Um defeito? Não ter gana por longsets, isso é parte fundamental da cena clubber e como se constrói sets ‘’for the books’’’. Não sei se é uma questão de agencias ou contratação, mas, um artista do nível dele precisa querer tocar pelo menos quatro horas e vez ou outra sets de 6, 7, 8 horas a um público sedento por absorver mais de toda sua riqueza musical como um grande seletor de sons que ninguém conhece. 

A 15, 20 anos atrás, a geração de lendas anterior a dele, na idade que ele tem hoje, fazia sets de 10 horas com frequência, os DJs de progressive house e techno sempre tocavam muitas horas. 

Dixon, apesar de hoje deter um título de mestre das pistas, se quiser finalmente subir na mesma prateleira dos maiores que já surgiram, precisa entregar mais horas de som.

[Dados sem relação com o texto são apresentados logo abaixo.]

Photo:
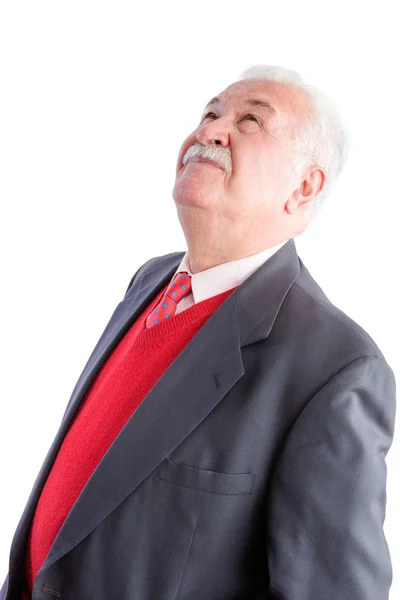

Para, assim, seu público apaixonado sair extasiado, não querendo mais nada por dias, ao invés daquela sensação de ‘’foi tão rápido e tão incrível, poderia ser mais’’. 

Sua construção sonora ainda tem alguns picos de ondas, porém notei uma melhora na questão trabalhar bem a primeira hora, com mais cadencia, criando uma vibe e colocando a pista na mão, para depois apresentar as melhores e mais fortes tracks. 

O dia amanheceu sem que percebêssemos muito, todos estavam envolvidos em sua música e quando deu 6 horas, a pista estava no seu melhor momento! Que pena parar, ainda que os aplausos sinceros foram efusivos, a sensação do ‘’mais’’ permeou a mente de todos. Por mais Dixon, a cena precisa e agradece.